Sterling wire is another story. It's way more expensive than copper, and I tend to buy it by need-plus-extra for mistakes. I get more for a pair of earrings but sell fewer of them. Meanwhile what isn't getting used and sold promptly tarnishes quickly down here. Everybody says it's all the sulphur in AZ air. Whatever the cause, unused sterling needs to be in a sealed plastic zipper bag. If I buy a lot ahead, it just costs me money to let it sit.
Ironically, the wire I need a lot more of right now is copper. Really cheap. I've emptied two full spools in less than a year, and am nearly out of a third. It's been getting used both in my Christmas Tree Challenge (1st place!!!) and in wind chimes. I tend to make a lot of mistakes in wire wrapping the separate glass pieces, have to cut it off and throw it away because you can't re-use tightly curled wire and have it look like anything good. The first thing one learns in working with metals is that they cannot be unbent. So don't bend them wrong, or just toss and start over. It's the main reason we teach in copper and hone our skills before graduating to sterling.

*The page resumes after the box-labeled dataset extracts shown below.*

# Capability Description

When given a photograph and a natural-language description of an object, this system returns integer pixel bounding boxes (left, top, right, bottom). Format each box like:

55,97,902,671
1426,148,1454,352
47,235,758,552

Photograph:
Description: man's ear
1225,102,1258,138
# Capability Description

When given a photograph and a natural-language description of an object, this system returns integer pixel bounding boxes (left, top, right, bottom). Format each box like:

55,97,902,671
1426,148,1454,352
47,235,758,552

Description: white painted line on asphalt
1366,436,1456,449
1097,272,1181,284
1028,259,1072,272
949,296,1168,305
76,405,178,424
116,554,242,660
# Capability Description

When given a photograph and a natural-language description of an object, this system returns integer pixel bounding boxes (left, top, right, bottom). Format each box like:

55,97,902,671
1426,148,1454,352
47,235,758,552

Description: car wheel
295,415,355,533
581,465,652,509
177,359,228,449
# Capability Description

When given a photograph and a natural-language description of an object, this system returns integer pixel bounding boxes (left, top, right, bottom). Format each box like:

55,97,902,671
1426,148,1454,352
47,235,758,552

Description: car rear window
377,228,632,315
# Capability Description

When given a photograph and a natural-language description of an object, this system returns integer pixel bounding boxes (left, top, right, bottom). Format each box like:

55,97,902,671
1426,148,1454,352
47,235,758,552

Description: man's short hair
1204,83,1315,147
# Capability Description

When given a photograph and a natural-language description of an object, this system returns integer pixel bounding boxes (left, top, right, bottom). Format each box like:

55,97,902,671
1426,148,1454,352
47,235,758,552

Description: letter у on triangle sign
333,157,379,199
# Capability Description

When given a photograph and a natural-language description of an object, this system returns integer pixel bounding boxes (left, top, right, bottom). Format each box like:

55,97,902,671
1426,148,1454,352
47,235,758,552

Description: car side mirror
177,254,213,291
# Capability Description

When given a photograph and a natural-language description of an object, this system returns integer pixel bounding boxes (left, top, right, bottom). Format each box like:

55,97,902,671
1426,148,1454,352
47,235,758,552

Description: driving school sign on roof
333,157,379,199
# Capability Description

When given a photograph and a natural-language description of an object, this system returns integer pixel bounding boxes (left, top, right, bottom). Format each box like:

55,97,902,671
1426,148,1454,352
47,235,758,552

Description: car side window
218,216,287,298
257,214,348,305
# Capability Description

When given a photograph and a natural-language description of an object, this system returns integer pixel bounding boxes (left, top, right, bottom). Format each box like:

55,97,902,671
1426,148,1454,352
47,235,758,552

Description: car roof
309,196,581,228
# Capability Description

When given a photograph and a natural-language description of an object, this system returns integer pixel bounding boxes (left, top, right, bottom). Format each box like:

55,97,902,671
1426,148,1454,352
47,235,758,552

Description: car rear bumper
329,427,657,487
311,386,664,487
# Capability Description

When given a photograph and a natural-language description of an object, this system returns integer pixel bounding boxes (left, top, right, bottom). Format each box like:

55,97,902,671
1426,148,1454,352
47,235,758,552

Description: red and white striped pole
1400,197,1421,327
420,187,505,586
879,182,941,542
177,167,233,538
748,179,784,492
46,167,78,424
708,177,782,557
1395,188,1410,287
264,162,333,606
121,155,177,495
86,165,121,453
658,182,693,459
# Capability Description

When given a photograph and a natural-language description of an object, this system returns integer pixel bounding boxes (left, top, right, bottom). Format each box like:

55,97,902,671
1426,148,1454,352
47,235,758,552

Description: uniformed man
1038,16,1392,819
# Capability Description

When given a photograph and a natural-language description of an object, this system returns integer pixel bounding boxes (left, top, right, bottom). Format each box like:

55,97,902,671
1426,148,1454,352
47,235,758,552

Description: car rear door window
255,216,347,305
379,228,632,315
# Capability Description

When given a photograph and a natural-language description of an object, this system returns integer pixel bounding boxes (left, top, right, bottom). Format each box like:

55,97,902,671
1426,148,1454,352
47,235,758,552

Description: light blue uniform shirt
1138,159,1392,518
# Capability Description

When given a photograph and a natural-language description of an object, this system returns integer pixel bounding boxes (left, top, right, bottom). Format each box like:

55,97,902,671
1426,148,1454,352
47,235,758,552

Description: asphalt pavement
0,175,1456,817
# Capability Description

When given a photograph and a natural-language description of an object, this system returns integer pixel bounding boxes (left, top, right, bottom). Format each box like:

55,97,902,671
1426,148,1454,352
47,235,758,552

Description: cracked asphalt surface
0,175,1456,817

In my case, certain of my skills are pretty good. I've developed better ways of wiring each piece of glass as I've made the wind chimes so they hang and swing freely, as well as looking reasonably decent. But the problem, or at least my problem, is that I get distracted. It might be the TV. It might be nothing at all except my concentration on making the pattern just so and have it all wound around perfectly... except for the part about forgetting it's supposed to hook into this other piece of wire in exactly this place and order.
Oops. Snip. Toss. Cut another piece.
That's going to be an issue again when I'm teaching that workshop. The glass cutting and getting the wires in the glass as an alternative to drilling holes in the glass... all that's the easy part. But I will also be showing different ways of hooking pieces together and to their top piece, whatever they choose for that to be. I even will teach a way to make a glass top piece. In that process I'll be distracted by everything: conversations, questions of every step of the process and what other possibilities are, and interruptions by everybody else in the club at the time because we do not have a separate room with a door that closes that we can hold workshops in, since those classes can use any and every other bit of equipment and procedures used in the entire club. Everybody is constantly interrupted, whatever they are doing, more so if you are a club officer who's supposed to know everything. However, if you are using a rock saw or the torches, people do tend to hold back and wait for a sensible time to interrupt.
I've still got several wind chimes to make for myself and lots of glass pieces to do it with. I'm really going to need more wire!